Water is crucial to human survival, composing about 60% of the body. It plays a vital role in cellular function, internal temperature regulation and organ health.
Without sufficient water, the body’s processes rapidly fail, leading to death within just a few days. Thirst is the brain’s warning sign of dehydration. But being consistently thirsty (or not thirsty at all) could be signs of other health problems.
A researcher at the University of Kentucky is among a group of scientists who are some of the first to find a new role for the cerebellum — a brain region traditionally associated with movement and balance — in regulating thirst.
Ila Mishra, PhD, an assistant professor in the Division of Endocrinology, Diabetes and Metabolism in the College of Medicine’s Department of Internal Medicine, was one of the lead authors on the study recently published in Nature Neuroscience.
This study was led by Atul Chopra, MD, PhD, and his lab at Harrington Discovery Institute at University Hospitals in Cleveland, Ohio, where Mishra previously conducted this research before joining UK in 2023.
“The cerebellum has a unique structure and complex cells," said Mishra. "It’s fascinated researchers for centuries because it’s one of the most ancient brain regions in evolutionary terms.”
Recent studies have expanded understanding of the cerebellum, linking it to cognition, sensation, emotion and autonomic functions. This research highlights the cerebellum’s involvement in thirst regulation. Previously, this role was attributed to other brain regions responsible for sensing and regulating internal water balance.
“Our study shows that mice drink more water when the cerebellar neurons called Purkinje neurons, one of the very first neuronal types to be recognized and amongst the largest neurons of the brain, are activated by the hormone asprosin,” Mishra explained.
This study reports that activation of these neurons by asprosin resulted in immediate drinking behavior in mice and deletion of the asprosin receptor from these cells reduced water intake.
“Asprosin is a protein hormone that was discovered in 2016. It has been shown to activate the hypothalamic ‘hunger’ neurons called AgRP neurons,” said Mishra. “In 2022, we identified Ptprd as the neural receptor through which asprosin acts to stimulate appetite.

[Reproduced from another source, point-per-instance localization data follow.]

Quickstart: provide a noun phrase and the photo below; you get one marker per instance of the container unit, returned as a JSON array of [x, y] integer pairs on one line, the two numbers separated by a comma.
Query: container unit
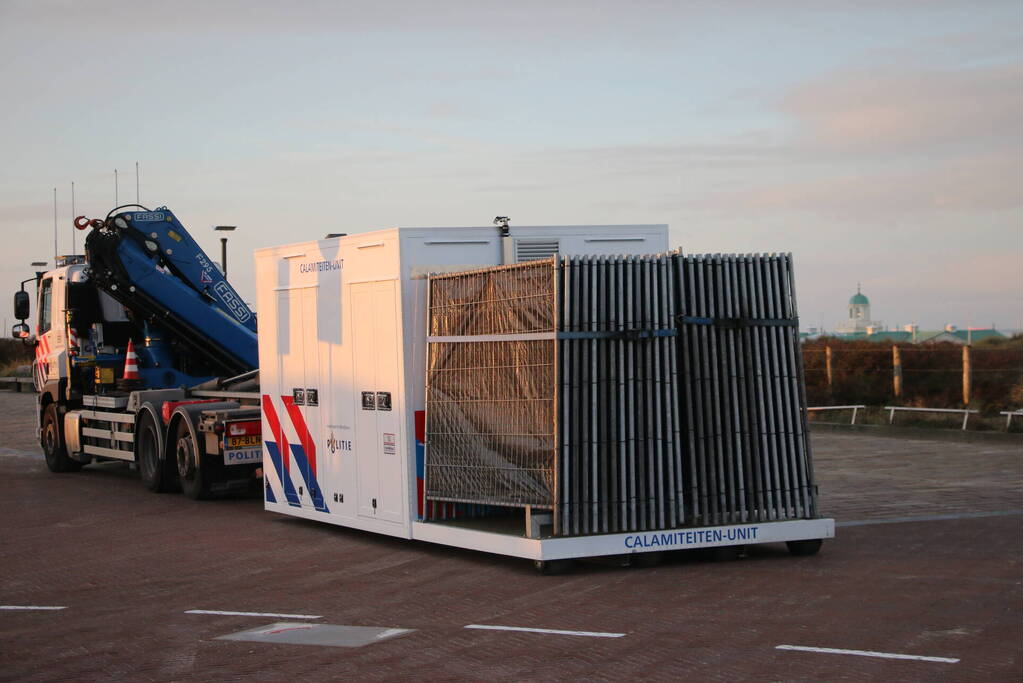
[[350, 337], [343, 354], [626, 403]]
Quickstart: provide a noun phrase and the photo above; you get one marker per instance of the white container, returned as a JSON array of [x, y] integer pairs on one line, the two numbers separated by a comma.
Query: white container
[[342, 350]]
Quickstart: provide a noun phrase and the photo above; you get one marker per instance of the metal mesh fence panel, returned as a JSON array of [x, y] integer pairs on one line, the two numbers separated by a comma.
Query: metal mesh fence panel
[[491, 402]]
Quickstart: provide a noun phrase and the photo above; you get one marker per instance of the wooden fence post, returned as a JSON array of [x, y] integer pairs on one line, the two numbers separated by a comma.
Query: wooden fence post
[[897, 372], [967, 375]]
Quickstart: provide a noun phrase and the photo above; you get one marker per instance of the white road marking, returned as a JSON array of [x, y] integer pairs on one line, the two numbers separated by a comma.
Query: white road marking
[[392, 632], [250, 613], [591, 634], [884, 655]]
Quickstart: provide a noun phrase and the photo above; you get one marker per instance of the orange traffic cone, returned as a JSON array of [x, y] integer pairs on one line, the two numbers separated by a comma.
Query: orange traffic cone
[[131, 363]]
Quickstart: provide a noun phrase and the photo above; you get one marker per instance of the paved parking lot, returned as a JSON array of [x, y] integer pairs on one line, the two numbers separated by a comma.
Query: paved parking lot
[[928, 562]]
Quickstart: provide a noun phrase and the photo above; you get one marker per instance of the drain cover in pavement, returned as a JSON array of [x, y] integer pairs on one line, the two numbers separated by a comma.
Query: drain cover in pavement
[[295, 633]]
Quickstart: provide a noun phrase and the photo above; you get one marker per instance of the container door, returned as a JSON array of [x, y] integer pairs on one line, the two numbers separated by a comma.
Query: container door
[[377, 425], [293, 356]]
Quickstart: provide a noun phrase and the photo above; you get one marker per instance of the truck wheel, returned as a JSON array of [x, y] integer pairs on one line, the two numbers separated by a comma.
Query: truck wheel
[[51, 439], [193, 476], [158, 473], [725, 553], [551, 567], [804, 548], [646, 559]]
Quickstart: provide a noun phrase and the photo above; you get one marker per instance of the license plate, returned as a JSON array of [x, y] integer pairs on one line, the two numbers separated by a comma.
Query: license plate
[[242, 449], [247, 441]]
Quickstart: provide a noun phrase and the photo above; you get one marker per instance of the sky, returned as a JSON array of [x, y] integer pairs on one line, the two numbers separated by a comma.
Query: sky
[[880, 142]]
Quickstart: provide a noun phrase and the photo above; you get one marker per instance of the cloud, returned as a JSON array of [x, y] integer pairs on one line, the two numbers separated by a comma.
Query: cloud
[[891, 112]]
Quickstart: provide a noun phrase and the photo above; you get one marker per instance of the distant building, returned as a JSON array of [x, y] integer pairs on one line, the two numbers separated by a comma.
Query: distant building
[[859, 326], [859, 321]]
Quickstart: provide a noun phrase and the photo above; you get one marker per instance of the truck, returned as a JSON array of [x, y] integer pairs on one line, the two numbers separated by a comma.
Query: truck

It was interesting to see that this receptor, Ptprd is highly expressed in the cerebellum, but we just didn’t know what it does there.
“It is fascinating how asprosin affects both appetite and thirst, but via different brain pathways,” Mishra said. “While asprosin stimulates appetite via the AgRP neurons, its action on cerebellar Purkinje neurons triggers increased water intake.”
Researchers said targeting the Purkinje neuronal asprosin signaling pathway could become a potential therapeutic approach for treating thirst disorders like polydipsia (feeling extremely thirsty) and hypodipsia (not feeling thirst). However, the team said further study is needed to better understand what’s going on in the brain during this process.
“Our findings highlight a powerful and clinically relevant neural circuit for the modulation of thirst,” said Mishra.
The research team included scientists from the University of Kentucky, Case Western Reserve University, University Hospitals Cleveland Medical Center, Louisiana State University, Baylor College of Medicine, Texas Children’s Hospital and the University of Dayton.